Who does Jonathan Edwards think he is? If he is to preach to everyone about the divine light, he must surely have seen it. Yet, his vague doctrine makes it hard to truly distinguish whether he has actually experienced God or if he is fooling himself. He does assert that the spiritual and divine light “does not consist in any impression made upon the imagination” but rather that it is a “true sense of the divine excellency of the things revealed in the word of God.” Thus one does not believe that he knows God, but, instead, actually feels the connection. This sounds quite reverent. However, it is hard to determine what this “sense” to which he regularly refers is. How can one know that the sense he feels is not of the imagination, a yearning to label himself blessed? Perhaps, and most likely, Edwards had a desire to claim that he had seen God. There is no better way to prove his declaration than by proclaiming his experience to be the experience.

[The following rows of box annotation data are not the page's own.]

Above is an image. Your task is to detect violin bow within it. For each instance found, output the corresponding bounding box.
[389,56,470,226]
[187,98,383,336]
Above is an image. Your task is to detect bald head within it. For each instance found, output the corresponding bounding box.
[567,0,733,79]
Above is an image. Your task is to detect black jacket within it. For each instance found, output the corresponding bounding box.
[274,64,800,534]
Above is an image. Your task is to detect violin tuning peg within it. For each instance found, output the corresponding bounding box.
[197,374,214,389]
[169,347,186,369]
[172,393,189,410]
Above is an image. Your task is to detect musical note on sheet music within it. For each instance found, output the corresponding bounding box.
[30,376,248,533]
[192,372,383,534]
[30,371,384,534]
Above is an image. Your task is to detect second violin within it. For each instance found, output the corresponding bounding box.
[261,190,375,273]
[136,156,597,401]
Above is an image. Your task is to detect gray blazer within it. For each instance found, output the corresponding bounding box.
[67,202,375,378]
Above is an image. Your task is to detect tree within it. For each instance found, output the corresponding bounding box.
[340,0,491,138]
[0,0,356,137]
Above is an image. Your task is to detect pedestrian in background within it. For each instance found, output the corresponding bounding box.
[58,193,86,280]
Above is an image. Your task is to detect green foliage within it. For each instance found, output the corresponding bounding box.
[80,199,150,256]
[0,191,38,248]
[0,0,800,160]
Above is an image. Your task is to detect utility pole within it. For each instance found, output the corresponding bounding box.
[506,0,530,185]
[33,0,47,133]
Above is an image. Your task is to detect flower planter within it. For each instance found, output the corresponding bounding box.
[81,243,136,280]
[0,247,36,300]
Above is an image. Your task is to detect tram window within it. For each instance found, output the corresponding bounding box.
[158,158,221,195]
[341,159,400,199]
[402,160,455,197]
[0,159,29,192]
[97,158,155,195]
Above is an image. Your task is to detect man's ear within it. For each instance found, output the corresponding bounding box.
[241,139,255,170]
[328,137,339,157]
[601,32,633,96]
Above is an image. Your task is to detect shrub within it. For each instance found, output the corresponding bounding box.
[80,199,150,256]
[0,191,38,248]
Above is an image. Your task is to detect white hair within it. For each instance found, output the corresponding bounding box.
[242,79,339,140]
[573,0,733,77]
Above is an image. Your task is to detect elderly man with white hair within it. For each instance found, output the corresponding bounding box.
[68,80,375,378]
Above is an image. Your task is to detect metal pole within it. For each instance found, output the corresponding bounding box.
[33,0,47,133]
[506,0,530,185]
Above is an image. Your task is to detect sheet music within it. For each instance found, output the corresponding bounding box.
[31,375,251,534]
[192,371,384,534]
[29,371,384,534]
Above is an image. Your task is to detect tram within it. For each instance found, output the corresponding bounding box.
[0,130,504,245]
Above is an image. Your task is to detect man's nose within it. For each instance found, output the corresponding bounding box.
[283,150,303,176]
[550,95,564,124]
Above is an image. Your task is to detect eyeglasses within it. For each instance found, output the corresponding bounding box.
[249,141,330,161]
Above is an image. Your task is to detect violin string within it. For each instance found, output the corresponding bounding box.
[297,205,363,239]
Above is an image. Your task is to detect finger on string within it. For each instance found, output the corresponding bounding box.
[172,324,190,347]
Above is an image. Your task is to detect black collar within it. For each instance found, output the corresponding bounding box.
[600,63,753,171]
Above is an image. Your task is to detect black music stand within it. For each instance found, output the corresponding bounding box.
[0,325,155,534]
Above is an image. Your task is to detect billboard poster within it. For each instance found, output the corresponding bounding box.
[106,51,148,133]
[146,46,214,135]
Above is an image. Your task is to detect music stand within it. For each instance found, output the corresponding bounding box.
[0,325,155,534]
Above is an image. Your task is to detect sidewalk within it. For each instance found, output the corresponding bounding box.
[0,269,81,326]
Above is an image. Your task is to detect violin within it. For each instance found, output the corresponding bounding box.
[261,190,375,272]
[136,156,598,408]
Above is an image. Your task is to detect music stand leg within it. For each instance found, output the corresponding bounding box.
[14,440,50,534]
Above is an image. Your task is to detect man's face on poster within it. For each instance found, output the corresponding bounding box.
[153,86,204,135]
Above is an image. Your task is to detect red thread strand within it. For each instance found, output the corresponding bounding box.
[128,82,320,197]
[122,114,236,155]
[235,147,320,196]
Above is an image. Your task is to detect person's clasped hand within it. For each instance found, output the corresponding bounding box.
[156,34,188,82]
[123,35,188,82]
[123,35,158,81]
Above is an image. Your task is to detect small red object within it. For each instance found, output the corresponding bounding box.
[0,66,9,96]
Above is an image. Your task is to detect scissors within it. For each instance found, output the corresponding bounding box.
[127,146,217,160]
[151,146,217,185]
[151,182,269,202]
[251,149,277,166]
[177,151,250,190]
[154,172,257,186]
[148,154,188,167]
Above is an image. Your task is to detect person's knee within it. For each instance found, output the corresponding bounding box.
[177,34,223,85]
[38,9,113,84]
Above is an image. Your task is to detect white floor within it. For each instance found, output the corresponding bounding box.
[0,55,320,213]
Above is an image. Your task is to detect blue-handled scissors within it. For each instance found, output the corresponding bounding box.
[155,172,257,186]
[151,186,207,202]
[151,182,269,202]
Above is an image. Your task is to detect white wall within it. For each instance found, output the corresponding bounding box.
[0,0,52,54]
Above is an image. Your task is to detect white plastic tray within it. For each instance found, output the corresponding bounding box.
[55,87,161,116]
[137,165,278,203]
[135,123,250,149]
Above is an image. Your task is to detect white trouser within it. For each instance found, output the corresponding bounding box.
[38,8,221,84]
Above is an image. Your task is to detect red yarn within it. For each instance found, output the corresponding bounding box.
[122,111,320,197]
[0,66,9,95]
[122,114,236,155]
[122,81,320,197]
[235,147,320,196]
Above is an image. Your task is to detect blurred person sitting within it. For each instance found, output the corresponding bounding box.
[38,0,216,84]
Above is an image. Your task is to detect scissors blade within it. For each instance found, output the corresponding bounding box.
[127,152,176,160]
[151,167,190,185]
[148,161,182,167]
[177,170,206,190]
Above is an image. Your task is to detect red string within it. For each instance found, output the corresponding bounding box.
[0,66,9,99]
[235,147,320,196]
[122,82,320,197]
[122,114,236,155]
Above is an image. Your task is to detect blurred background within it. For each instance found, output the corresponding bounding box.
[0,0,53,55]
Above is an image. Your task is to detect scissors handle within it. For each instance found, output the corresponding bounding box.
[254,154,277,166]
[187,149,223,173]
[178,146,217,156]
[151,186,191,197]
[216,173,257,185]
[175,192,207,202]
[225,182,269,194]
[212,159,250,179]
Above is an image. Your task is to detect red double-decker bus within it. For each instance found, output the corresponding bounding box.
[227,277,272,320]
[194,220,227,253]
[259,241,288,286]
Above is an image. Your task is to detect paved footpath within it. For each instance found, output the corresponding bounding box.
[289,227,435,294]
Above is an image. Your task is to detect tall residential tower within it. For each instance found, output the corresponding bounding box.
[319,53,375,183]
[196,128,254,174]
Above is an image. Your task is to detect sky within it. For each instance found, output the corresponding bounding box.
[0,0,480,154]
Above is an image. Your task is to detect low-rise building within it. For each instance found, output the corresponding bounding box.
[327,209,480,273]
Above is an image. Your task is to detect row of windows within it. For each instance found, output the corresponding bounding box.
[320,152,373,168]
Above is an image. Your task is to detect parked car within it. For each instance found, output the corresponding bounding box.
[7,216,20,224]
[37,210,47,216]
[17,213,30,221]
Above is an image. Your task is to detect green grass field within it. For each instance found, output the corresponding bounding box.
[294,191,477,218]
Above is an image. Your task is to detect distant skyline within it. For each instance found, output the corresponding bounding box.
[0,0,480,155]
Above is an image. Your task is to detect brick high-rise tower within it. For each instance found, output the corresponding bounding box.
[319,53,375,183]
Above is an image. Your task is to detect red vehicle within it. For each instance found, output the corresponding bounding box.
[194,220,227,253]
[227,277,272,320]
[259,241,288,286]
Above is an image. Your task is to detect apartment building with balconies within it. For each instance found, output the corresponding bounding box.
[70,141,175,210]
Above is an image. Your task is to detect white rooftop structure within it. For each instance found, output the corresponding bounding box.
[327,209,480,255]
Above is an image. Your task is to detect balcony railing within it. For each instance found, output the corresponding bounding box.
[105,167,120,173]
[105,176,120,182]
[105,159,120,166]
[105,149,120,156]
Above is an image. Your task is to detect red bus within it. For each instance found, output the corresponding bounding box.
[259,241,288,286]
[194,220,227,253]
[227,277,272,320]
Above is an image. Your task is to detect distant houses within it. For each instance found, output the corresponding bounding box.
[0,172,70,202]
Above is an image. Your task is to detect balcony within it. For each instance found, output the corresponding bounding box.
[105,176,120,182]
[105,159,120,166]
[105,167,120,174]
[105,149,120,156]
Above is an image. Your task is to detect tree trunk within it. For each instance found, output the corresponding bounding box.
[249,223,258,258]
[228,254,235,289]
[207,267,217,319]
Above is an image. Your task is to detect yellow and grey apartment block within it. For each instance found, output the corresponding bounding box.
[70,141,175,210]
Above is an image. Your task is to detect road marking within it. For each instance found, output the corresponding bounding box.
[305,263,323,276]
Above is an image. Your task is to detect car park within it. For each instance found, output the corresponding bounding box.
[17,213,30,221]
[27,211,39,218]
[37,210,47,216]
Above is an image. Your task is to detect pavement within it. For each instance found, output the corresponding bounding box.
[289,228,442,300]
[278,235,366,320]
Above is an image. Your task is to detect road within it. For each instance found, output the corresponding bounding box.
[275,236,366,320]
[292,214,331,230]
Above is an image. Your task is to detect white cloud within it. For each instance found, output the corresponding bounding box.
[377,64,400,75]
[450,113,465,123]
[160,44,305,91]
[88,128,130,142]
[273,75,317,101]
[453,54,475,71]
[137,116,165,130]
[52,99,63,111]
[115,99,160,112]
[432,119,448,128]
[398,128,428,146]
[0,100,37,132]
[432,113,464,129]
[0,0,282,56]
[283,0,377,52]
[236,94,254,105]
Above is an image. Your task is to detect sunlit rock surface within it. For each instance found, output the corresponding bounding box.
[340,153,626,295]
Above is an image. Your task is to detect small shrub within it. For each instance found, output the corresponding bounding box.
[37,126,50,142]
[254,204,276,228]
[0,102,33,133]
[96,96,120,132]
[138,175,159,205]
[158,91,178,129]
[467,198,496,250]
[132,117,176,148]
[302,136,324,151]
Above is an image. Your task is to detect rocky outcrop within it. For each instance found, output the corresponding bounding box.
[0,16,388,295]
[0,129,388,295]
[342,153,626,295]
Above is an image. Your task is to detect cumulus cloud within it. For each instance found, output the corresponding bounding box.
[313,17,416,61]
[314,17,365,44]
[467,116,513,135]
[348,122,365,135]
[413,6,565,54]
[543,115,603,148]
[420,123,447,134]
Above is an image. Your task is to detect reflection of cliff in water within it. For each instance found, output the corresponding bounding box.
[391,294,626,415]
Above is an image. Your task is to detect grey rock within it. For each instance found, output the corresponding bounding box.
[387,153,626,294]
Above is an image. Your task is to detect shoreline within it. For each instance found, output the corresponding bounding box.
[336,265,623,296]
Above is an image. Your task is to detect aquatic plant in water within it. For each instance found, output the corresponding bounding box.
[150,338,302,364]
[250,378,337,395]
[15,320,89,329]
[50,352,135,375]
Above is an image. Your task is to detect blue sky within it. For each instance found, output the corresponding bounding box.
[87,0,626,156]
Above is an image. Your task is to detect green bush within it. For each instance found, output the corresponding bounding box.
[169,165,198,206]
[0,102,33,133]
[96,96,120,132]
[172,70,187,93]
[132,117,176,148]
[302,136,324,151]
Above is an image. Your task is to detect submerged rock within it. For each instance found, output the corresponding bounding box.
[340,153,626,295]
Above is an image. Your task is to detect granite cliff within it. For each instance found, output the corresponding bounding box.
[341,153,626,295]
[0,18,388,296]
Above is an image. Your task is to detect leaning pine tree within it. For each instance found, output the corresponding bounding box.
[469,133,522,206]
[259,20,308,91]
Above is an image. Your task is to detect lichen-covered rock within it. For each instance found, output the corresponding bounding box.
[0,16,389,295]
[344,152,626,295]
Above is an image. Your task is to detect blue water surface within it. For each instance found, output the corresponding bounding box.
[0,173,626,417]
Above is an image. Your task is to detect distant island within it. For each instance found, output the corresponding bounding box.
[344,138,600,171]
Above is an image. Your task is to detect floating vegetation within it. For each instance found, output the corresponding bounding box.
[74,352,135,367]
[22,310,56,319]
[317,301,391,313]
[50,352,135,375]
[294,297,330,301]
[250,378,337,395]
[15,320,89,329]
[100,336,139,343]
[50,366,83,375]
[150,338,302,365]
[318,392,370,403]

I find it difficult to differentiate between what is and is not divine light. If Edwards were to flip his two definitions, his doctrine would still seem just as plausible; the divine light is:
1. realizing one’s own sins,
2. seeing the image of god,
3. discovering new truths,
4. feeling Jesus’ suffering.
The diving light is not:
1. loving God,
2. granted to any status,
3. gained without effort.
His words are just a matter of opinion; they should not be taken as truths. Again, it makes sense that Edwards would promote his definition of the divine light. By doing so, it becomes quite easy for him to state that he has gotten the “most excellent and divine wisdom that any creature is capable of.”
1 comment:
Alex,
You're raising several important questions that we'll take up on Monday. It's always a great strategy to invert the terms of an argument to test whether it holds or not, but you should be more careful with your inversions. It's not that those who have received the divine light don't realize their sins or feel Jesus's suffering, it's that those conditions are not sufficient to prove that they have received the divine light because people who haven't received the divine light also experience those things. Discovering new truths (prophesying) is a different matter, one that belongs to a different category altogether. Edwards argues that is not relevant to the question of whether or not one has received the divine light.